Speaking at the Cloud Computing World forum in London today, JP Rangaswami said that cloud provides the scalability and flexibility that organisations need to survive in the modern age. However, organisations that choose to adopt private rather than public cloud will miss out on the benefits.
"Whenever anyone uses that phrase to you, just ask them who are you sharing costs with. If all the costs you're sharing are just with you, you're just kidding yourself, it ain't a cloud" said Rangaswami.
"The only way it has value is if someone else is taking the risk, and you can step it up or down. This isn't just a question of infrastructure; IT is not just about hardware. Your processes have to be able to scale, your ability to put things on and take things off has to be able to scale - everything you do has to be able to scale in both directions."

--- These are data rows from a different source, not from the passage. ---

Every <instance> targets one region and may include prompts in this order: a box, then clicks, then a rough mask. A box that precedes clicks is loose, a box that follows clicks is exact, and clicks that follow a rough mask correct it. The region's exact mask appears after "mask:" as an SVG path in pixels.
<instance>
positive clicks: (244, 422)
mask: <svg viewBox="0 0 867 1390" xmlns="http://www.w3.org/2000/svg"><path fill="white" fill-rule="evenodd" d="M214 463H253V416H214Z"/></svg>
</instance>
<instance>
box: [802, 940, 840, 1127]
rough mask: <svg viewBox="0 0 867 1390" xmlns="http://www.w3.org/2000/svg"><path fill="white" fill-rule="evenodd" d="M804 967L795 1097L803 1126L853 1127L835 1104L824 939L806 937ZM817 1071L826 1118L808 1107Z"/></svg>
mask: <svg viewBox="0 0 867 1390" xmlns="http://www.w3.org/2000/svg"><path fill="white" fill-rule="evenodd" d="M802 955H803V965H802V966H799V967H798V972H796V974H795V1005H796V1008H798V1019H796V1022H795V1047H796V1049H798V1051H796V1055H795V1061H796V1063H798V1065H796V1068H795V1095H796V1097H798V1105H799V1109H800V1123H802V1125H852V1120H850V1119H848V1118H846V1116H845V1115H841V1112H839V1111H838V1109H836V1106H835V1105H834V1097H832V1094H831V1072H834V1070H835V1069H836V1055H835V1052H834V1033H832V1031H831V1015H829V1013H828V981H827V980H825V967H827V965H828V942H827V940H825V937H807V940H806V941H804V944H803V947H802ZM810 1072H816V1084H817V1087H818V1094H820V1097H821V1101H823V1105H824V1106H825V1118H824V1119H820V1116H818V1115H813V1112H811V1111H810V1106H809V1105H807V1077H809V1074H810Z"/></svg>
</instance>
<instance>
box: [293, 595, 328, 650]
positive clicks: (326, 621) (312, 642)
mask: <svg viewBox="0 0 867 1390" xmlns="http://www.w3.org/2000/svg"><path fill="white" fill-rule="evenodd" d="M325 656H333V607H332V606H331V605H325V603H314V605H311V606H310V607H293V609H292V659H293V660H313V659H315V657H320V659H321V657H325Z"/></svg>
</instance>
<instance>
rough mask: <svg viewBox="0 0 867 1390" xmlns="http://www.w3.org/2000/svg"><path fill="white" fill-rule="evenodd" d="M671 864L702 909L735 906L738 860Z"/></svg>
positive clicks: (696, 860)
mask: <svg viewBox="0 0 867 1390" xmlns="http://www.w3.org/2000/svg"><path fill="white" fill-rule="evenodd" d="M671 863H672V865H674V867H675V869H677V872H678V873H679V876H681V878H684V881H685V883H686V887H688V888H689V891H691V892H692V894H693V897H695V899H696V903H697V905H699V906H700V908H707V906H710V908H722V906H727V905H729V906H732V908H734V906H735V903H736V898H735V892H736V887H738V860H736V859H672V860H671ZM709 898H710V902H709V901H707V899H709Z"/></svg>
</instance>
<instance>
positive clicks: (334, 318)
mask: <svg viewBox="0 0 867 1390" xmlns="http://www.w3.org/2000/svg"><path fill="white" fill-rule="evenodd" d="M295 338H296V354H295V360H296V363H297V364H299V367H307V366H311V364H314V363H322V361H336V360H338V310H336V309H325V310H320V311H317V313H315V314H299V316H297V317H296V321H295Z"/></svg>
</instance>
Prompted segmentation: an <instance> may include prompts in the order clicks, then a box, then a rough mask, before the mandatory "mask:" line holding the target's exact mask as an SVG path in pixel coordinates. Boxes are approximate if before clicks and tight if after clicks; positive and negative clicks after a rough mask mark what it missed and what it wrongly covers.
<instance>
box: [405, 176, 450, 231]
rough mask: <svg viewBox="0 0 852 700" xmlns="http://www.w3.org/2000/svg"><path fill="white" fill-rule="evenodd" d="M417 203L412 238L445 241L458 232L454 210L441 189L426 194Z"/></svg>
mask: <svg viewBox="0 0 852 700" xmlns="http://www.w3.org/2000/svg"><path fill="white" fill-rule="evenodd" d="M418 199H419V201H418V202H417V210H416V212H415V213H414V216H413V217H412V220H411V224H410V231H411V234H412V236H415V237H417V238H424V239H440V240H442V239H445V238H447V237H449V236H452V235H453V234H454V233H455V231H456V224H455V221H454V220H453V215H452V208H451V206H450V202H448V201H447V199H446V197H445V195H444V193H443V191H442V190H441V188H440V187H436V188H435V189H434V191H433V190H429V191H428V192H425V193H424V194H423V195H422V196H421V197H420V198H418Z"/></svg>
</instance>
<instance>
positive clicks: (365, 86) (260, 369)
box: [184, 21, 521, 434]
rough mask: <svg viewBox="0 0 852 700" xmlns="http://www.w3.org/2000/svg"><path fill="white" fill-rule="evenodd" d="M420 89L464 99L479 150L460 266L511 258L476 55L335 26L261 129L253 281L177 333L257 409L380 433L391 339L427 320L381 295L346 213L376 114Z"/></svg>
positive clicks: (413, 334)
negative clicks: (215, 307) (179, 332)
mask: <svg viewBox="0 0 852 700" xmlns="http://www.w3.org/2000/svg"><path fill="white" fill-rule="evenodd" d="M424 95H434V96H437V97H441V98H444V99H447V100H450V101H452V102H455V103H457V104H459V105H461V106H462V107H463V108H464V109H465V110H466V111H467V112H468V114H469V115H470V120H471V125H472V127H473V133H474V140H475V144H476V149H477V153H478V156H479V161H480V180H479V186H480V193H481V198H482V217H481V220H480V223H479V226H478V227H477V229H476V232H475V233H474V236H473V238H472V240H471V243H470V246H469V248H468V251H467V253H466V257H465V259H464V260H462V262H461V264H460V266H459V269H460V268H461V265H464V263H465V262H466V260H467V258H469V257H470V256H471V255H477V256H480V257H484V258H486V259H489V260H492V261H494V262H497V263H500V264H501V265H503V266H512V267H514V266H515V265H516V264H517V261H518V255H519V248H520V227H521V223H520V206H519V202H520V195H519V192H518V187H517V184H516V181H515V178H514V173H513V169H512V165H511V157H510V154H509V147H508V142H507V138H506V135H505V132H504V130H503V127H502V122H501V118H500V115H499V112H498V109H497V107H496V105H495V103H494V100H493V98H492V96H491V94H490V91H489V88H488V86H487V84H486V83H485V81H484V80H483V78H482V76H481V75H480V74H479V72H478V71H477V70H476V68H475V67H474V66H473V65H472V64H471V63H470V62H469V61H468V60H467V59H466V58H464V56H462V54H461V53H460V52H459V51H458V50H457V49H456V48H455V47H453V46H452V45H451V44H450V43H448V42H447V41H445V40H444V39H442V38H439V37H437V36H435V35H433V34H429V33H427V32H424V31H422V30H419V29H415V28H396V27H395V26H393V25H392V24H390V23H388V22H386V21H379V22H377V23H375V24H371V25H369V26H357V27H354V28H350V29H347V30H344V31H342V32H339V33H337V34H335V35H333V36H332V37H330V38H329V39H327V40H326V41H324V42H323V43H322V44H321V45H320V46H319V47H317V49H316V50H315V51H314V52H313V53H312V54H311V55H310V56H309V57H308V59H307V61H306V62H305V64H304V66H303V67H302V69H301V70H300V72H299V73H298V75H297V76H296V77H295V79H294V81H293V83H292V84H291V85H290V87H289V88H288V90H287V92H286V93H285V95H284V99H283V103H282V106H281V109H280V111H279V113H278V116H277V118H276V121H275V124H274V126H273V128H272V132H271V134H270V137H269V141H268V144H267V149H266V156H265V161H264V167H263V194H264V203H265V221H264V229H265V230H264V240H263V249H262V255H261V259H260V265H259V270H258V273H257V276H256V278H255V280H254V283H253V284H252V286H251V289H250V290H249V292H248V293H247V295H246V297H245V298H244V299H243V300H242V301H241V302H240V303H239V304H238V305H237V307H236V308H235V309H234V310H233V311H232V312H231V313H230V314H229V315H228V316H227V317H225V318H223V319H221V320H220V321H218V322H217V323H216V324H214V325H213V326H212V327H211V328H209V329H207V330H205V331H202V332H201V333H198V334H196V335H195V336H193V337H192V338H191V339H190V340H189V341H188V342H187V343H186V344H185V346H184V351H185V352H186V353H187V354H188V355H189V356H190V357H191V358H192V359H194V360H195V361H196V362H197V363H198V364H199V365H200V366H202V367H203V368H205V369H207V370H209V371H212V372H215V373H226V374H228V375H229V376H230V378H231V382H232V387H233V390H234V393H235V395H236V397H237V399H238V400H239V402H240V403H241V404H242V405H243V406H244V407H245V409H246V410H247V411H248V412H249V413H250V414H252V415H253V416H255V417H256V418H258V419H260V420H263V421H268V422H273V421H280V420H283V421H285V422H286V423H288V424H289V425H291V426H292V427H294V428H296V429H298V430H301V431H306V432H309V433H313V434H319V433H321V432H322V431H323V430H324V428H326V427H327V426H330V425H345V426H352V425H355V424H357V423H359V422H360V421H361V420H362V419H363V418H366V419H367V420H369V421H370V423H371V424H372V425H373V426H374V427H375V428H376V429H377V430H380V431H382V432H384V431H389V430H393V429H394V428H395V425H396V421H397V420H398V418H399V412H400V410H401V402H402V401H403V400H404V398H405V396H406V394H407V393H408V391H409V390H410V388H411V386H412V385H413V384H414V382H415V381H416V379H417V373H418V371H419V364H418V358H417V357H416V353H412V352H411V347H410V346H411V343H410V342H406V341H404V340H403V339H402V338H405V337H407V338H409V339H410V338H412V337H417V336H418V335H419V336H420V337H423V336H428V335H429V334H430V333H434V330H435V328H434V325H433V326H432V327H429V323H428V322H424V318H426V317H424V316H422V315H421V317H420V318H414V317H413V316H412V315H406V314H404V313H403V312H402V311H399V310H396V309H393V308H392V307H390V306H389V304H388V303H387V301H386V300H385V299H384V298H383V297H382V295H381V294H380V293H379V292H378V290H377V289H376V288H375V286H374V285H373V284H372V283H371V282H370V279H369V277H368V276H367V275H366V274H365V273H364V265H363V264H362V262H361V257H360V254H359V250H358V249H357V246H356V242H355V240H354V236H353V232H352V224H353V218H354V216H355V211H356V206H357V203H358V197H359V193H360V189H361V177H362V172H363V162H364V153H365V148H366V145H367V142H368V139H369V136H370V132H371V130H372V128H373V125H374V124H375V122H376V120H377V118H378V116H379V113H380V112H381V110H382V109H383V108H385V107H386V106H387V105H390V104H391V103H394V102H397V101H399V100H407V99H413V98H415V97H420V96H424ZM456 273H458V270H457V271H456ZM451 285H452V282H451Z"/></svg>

Rangaswami said that organisations have to move from thinking about scalable efficiency to thinking about scalable learning. While in the past, the focus was on reducing costs as a business grew, trends in globalisation, offshoring and outsourcing are forcing now companies to work differently.
In particular, companies will have to employ social strategies, as increased competition and reduced barriers to entry make it harder to get a strong return on investment, according to Rangaswami.
"The reason for the social enterprise is because your return on assets is low. You had better connect up your customers, because if you don't they are going to remain connected up and leave you out of it," he said.
"In five years time they're going to be here and you're not. The social enterprise is as much a survival play as anything else, because of the incredible level of change that is taking place."
Rangaswami pointed to companies like Facebook, which puts the individual at the centre of the distribution network rather than at the edge, as a model of how businesses will have to operate in the future. He said that if the Web was big in 2004, Facebook is going to be bigger.
"Businesses used to be hierarchies of product and customer, they are now networks of relationship and capability," he said.
"We have learnt how to value product and customer over 600 years, but we have very little knowledge about how to value a relationship or how to value a capability, which is why we're really ill-equipped to deal with the changing world in this paradigm of the information age."